🤖 AI Summary
Existing approaches that manually translate domain theories into neural network architectures suffer from limited generality, verifiability, and scalability, often failing to guarantee strict alignment between models and prior knowledge. This work proposes a theory compiler that, for the first time, enables automatic mapping from formalized, typed domain theories to provably correct neural architectures. The method integrates formal methods, type systems, neural architecture design, and statistical learning theory through a universal theory language, a compositional compilation algorithm, and formal verification criteria, with large language models assisting in end-to-end compilation.

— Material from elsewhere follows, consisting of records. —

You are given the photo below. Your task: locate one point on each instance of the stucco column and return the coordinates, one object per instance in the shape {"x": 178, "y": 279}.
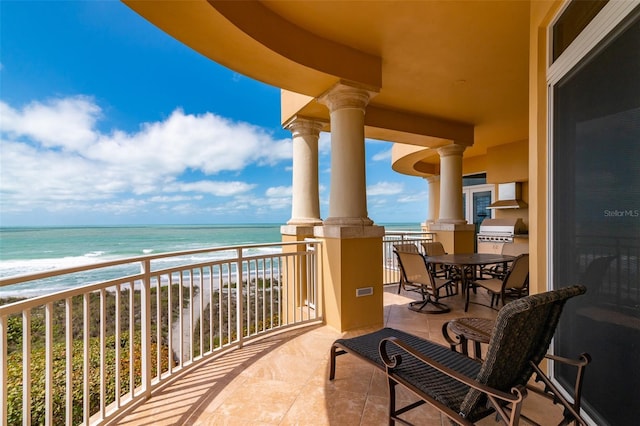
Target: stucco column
{"x": 351, "y": 243}
{"x": 451, "y": 184}
{"x": 305, "y": 200}
{"x": 348, "y": 195}
{"x": 433, "y": 183}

The resulting architectures are theoretically guaranteed to achieve generalization performance comparable to or better than handcrafted designs while substantially reducing reliance on large training datasets.
📝 Abstract
Theory-guided machine learning has demonstrated that including authentic domain knowledge directly into model design improves performance, sample efficiency and out-of-distribution generalisation. Yet the process by which a formal domain theory is translated into architectural constraints remains entirely manual, specific to each domain formalism, and devoid of any formal correctness guarantee. This translation is non-transferable between domains, not verified, and does not scale. We propose the Theory Compiler: a system that accepts a typed, machine-readable domain theory as input and automatically produces an architecture whose function space is provably constrained to be consistent with that theory by construction, not by regularisation. We identify three foundational open problems whose resolution defines our research agenda: (1) designing a universal theory formalisation language with decidable type-checking; (2) constructing a compositionally correct compilation algorithm from theory primitives to architectural modules; and (3) establishing soundness and completeness criteria for formal verification. We further conjecture that compiled architectures match or exceed manually-designed counterparts in generalisation performance while requiring substantially less training data, a claim we ground in classical statistical learning theory. We argue that recent advances in formal machine learning theory, large language models, and the growth of an interdisciplinary research community have made this paradigm achievable for the first time.